What is gay? Is killing always wrong? What does abort mean? Why are these people slaves? Where do babies come from? She’s not married and she has a baby… how did that happen? What are d-r-u-g-s? Why is that mommy being so mean to her little girl?

It seems that these questions from H always hit me hard. The responsibility of teaching a child about the world and how to react to it weighs heavily on me some days. A child’s basic world view is largely set up before they are about 8-10 years old. How will I build in to my child’s life and attitude towards others? So usually, when big time questions hit, I take a breath, pray for wisdom and the right words, and dive in. When we teach our children about tough or private issues we try to keep these things in mind:

If they are old enough to ask the question, they are old enough for a honest and age appropriate answer. 

If they are asking us, we should take their query seriously. Usually if kids don’t receive a satisfactory answer they are not afraid to ask again somewhere else or make up their own reasoning. 

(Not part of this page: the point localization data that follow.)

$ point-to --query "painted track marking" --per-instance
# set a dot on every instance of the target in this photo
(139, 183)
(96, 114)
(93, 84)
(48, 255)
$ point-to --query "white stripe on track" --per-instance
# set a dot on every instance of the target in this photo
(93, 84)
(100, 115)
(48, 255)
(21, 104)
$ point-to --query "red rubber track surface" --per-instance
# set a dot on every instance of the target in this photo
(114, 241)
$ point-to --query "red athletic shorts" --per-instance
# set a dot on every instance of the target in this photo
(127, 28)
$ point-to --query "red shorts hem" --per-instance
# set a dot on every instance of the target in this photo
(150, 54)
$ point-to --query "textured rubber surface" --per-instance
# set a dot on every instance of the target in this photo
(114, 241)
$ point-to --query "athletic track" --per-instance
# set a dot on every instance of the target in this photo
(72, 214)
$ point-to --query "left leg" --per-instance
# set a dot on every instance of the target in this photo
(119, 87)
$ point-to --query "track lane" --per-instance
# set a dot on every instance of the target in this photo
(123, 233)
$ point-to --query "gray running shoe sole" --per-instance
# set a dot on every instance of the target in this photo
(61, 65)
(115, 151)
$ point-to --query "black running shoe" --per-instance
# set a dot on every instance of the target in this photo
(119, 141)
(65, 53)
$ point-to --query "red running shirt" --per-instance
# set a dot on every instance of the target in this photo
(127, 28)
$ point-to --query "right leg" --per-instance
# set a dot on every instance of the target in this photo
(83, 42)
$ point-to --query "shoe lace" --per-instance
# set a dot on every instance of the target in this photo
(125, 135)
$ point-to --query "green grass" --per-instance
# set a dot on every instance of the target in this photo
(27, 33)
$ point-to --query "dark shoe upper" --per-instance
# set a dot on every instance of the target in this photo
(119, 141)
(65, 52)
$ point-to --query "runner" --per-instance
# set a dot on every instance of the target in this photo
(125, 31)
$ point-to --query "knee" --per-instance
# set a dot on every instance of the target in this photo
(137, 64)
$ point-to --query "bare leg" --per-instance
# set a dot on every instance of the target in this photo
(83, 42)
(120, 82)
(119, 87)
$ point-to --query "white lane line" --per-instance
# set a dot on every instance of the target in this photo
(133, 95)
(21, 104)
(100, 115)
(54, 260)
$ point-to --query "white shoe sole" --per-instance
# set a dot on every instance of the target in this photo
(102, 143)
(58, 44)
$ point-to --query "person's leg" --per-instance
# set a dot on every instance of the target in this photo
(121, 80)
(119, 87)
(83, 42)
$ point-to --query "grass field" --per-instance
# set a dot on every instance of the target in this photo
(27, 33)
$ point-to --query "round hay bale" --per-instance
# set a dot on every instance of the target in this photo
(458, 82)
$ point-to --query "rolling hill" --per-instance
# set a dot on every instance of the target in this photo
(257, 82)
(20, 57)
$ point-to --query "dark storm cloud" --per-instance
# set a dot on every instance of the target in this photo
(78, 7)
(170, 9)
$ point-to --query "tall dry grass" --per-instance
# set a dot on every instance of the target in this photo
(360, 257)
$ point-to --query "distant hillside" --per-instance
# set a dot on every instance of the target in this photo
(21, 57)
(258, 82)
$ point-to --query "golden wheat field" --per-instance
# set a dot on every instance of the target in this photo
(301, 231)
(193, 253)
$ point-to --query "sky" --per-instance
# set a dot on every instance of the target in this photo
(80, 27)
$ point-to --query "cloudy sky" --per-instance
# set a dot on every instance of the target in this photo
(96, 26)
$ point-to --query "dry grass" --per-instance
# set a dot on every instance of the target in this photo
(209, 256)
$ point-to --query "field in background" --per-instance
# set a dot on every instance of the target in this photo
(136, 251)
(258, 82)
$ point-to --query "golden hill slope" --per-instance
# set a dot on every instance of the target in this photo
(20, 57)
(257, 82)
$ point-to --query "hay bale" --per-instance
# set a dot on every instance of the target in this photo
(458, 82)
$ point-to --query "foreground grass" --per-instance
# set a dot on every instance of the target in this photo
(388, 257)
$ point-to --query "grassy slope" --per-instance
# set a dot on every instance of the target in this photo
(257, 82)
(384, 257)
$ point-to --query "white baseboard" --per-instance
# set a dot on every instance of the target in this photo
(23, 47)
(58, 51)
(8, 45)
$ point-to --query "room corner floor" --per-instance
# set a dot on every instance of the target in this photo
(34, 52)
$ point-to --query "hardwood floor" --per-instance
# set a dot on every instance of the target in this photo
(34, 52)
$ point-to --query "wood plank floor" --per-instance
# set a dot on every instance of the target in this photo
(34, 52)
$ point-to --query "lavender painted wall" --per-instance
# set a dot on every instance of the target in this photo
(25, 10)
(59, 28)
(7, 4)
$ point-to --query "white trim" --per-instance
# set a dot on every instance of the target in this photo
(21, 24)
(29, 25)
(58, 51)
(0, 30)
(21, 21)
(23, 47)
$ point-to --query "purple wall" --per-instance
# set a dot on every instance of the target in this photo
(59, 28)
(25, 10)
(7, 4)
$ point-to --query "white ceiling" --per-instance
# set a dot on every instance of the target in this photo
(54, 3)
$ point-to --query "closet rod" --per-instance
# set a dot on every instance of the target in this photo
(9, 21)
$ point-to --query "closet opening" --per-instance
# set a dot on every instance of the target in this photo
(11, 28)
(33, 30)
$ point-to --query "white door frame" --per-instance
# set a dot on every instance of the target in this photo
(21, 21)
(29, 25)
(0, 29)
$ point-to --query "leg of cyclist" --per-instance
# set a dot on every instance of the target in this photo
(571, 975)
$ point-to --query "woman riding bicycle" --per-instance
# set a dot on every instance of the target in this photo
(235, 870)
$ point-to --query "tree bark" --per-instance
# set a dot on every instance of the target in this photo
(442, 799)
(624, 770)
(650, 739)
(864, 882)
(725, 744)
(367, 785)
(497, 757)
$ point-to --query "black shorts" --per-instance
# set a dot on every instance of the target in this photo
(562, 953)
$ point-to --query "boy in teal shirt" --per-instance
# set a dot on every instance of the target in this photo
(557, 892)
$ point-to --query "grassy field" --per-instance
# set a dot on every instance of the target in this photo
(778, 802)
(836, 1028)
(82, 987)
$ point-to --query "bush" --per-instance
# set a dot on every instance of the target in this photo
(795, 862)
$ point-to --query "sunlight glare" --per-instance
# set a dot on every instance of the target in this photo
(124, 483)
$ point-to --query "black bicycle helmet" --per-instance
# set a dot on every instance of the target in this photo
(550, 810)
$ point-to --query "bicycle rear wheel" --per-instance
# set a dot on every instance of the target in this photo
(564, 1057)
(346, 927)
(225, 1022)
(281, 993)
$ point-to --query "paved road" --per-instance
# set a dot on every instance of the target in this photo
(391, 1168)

Now, if you think about it for a minute, these come out of common sense. Think back to your childhood. Children will either find or make up answers for their big questions. This is why children come up with all sorts of crazy ideas of where babies come from, why the sky is blue, or one of my personal favorites, what the stars are. One of my brothers convinced our two younger siblings the stars were holes in the sky from guns being shot upwards. I’m still unsure if he believed it himself or just made it up to pull their leg! Now while the stars question wasn’t a huge life impacting issue, sometimes a child’s questions can be. For example we could be talking about our child’s sexuality and view on healthy relationships. Again think back on your childhood, and your poor parent’s attempt to share with you about the birds and the bees! How did that affect your view on human sexuality even into adulthood? Some of these questions will require us as parents to stop and think hard about what really is Truth. We may have to be humble and tell our child “I don’t know, honey. Let me think about it.”. Children can see when you’re just making up stuff, and if you do they will be much less likely to ask you more questions later or believe you in the future. Be honest with your children. They will thank you one day.

So, to wrap up:

  • Think ahead about some of life’s big questions and how you would answer your child.
  • Pray, ask for wisdom.
  • Tell the truth.
  • Keep it simple. Don’t launch into a dissertation.
  • Don’t make them feel bad for asking. They need to feel secure in asking you the tough and personal questions.
  • Answer in an age appropriate manner.
  • Keep it short. Kids don’t usually want a long lecture, but want their question succinctly answered.
  • Ask them if they have any other questions. Keep the door open.